In our manuscript, we report results for the 6 layer Geneformer model pretrained on Genecorpus-30M. We additionally provide within this repository a 12 layer Geneformer model, scaled up with retained width:depth aspect ratio, also pretrained on Genecorpus-30M.

Both the 6 and 12 layer Geneformer models were pretrained in June 2021.

Application

The pretrained Geneformer model can be used directly for zero-shot learning, for example for in silico perturbation analysis, or by fine-tuning towards the relevant downstream task, such as gene or cell state classification.

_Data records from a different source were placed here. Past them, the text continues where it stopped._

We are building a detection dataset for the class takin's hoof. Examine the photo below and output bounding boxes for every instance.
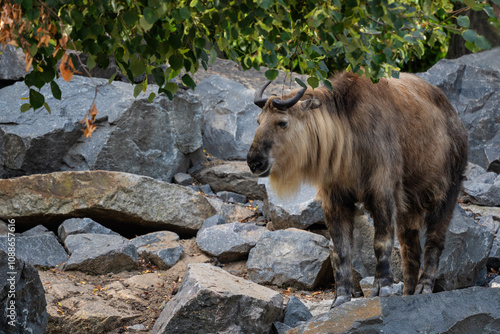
[330,296,351,309]
[415,283,432,295]
[370,279,394,297]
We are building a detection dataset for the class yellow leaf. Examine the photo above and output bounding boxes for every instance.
[59,53,75,82]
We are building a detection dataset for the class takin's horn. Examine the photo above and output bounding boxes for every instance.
[273,88,307,110]
[253,81,271,108]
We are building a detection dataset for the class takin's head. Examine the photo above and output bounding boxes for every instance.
[247,82,330,197]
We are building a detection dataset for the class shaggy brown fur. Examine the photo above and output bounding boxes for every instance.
[247,73,467,305]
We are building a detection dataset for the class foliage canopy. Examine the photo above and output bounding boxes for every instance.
[0,0,500,127]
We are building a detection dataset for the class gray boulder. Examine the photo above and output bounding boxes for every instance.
[192,161,267,200]
[217,191,247,204]
[286,287,500,334]
[195,75,260,160]
[464,172,500,206]
[64,233,138,275]
[130,231,184,269]
[247,228,333,290]
[207,198,257,222]
[0,76,202,181]
[0,220,9,235]
[259,178,325,230]
[196,215,227,236]
[436,205,494,291]
[196,223,267,262]
[486,234,500,271]
[151,264,283,334]
[0,232,68,267]
[174,173,194,186]
[57,218,118,242]
[0,45,28,80]
[0,249,49,334]
[21,225,51,237]
[283,296,312,328]
[419,48,500,173]
[0,171,216,235]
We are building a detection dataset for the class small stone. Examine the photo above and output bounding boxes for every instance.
[174,173,194,186]
[283,296,312,328]
[131,231,184,269]
[217,191,247,204]
[200,184,215,196]
[64,233,138,275]
[196,215,226,236]
[21,225,50,237]
[57,218,119,242]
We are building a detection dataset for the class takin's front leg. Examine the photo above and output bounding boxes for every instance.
[323,201,355,308]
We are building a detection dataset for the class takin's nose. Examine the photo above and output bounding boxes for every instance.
[247,152,266,174]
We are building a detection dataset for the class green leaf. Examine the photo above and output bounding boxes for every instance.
[265,69,280,81]
[323,80,333,92]
[295,78,307,88]
[139,16,153,31]
[462,29,479,43]
[257,0,274,9]
[457,15,470,28]
[165,82,179,96]
[151,67,165,87]
[87,55,96,70]
[21,103,31,112]
[143,7,159,24]
[130,58,146,78]
[50,81,62,100]
[121,8,139,28]
[108,72,118,85]
[208,48,217,65]
[182,74,196,90]
[168,53,184,71]
[307,77,319,89]
[30,88,45,110]
[134,83,142,98]
[474,36,491,50]
[148,92,156,103]
[43,102,51,114]
[483,5,496,17]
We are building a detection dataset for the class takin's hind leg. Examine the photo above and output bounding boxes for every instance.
[397,212,422,296]
[365,196,396,297]
[415,197,456,294]
[323,200,355,308]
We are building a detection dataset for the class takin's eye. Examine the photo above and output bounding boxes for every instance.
[276,121,288,129]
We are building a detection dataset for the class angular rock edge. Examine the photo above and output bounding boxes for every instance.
[0,171,215,236]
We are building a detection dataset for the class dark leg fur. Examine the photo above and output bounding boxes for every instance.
[323,201,355,308]
[397,212,422,296]
[368,194,396,297]
[415,176,461,294]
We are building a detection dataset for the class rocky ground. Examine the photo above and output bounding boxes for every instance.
[0,45,500,334]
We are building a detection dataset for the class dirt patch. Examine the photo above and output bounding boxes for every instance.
[39,238,333,334]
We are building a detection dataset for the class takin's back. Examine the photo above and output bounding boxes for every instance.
[308,73,467,209]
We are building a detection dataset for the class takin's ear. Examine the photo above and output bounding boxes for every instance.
[298,97,321,112]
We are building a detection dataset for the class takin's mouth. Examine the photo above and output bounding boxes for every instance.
[248,160,273,177]
[254,165,272,177]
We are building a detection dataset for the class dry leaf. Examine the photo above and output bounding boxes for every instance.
[89,103,97,122]
[59,53,75,81]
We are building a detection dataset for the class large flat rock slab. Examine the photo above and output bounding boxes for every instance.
[0,171,215,235]
[151,264,283,334]
[285,287,500,334]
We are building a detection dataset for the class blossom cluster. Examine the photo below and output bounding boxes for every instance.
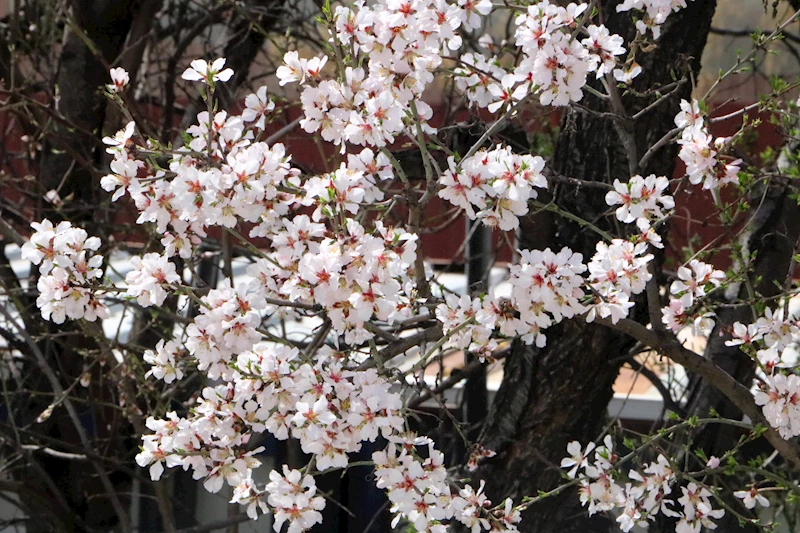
[725,307,800,439]
[675,100,741,189]
[586,239,653,324]
[277,0,478,152]
[561,435,725,533]
[22,219,109,324]
[137,343,403,520]
[456,0,641,112]
[372,437,520,533]
[439,146,547,231]
[661,259,725,333]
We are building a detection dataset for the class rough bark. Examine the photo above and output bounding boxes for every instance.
[468,0,716,533]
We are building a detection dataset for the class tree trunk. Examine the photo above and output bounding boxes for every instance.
[478,0,716,533]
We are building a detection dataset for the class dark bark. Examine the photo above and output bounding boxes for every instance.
[468,0,716,533]
[39,0,135,216]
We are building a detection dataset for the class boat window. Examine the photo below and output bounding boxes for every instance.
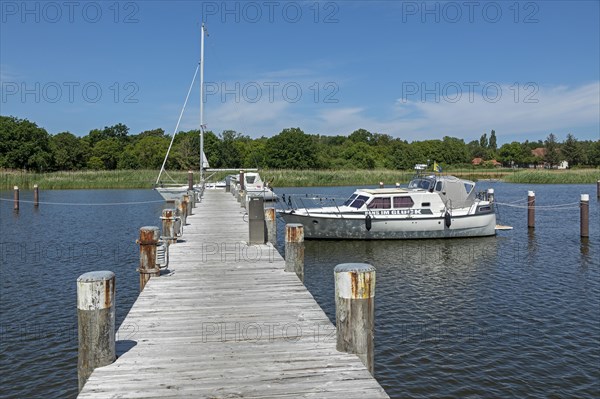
[394,197,414,208]
[350,195,369,209]
[344,194,356,206]
[367,197,392,209]
[408,179,433,190]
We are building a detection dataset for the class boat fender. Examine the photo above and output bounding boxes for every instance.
[444,211,452,227]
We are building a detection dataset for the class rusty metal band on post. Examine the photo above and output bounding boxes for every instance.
[579,194,590,238]
[77,270,116,391]
[285,223,304,283]
[527,191,535,229]
[334,263,375,374]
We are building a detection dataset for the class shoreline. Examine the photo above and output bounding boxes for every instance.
[0,169,600,190]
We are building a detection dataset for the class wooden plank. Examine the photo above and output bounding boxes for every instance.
[79,190,388,399]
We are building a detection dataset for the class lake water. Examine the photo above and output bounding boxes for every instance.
[0,182,600,398]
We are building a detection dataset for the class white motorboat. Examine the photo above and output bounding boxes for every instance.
[278,170,496,240]
[230,172,278,201]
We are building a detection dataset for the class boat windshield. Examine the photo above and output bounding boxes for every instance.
[344,194,358,206]
[349,195,369,209]
[408,179,434,190]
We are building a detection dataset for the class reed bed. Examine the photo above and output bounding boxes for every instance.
[0,169,600,190]
[503,169,600,184]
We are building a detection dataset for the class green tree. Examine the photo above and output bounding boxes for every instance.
[50,132,89,170]
[560,133,583,167]
[87,156,105,170]
[88,137,123,170]
[219,130,242,168]
[488,129,498,153]
[0,116,52,171]
[544,133,560,167]
[268,128,318,169]
[348,129,373,144]
[479,133,489,148]
[342,141,375,169]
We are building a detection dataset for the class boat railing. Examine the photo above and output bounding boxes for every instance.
[278,194,348,212]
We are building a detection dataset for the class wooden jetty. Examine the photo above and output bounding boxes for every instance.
[78,190,388,399]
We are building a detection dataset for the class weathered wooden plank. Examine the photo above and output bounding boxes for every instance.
[79,191,387,399]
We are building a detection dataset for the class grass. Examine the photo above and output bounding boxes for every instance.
[503,169,600,184]
[0,168,600,190]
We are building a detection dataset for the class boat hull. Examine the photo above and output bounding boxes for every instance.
[155,185,202,201]
[280,211,496,240]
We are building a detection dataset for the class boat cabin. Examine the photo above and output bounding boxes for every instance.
[344,176,476,210]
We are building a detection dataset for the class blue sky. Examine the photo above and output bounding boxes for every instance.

Example applications demonstrated in our manuscript include:

Fine-tuning:

  • transcription factor dosage sensitivity
  • chromatin dynamics (bivalently marked promoters)
  • transcription factor regulatory range
  • gene network centrality
  • transcription factor targets
  • cell type annotation
  • batch integration
  • cell state classification across differentiation
  • disease classification
  • in silico perturbation to determine disease-driving genes
  • in silico treatment to determine candidate therapeutic targets

Zero-shot learning:

  • batch integration
  • gene context specificity
  • in silico reprogramming
  • in silico differentiation
  • in silico perturbation to determine impact on cell state
  • in silico perturbation to determine transcription factor targets
  • in silico perturbation to determine transcription factor cooperativity

Installation

In addition to the pretrained model, contained herein are functions for tokenizing and collating data specific to single cell transcriptomics, pretraining the model, fine-tuning the model, extracting and plotting cell embeddings, and performing in silico pertrubation with either the pretrained or fine-tuned models. To install:

# Make sure you have git-lfs installed (https://git-lfs.com)
git lfs install
git clone https://huggingface.co/ctheodoris/Geneformer
cd Geneformer
pip install .

For usage, see examples for:

  • tokenizing transcriptomes
  • pretraining
  • hyperparameter tuning
  • fine-tuning
  • extracting and plotting cell embeddings
  • in silico perturbation

Please note that the fine-tuning examples are meant to be generally applicable and the input datasets and labels will vary dependent on the downstream task. Example input files for a few of the downstream tasks demonstrated in the manuscript are located within the example_input_files directory in the dataset repository, but these only represent a few example fine-tuning applications.

Please note that GPU resources are required for efficient usage of Geneformer. Additionally, we strongly recommend tuning hyperparameters for each downstream fine-tuning application as this can significantly boost predictive potential in the downstream task (e.g. max learning rate, learning schedule, number of layers to freeze, etc.).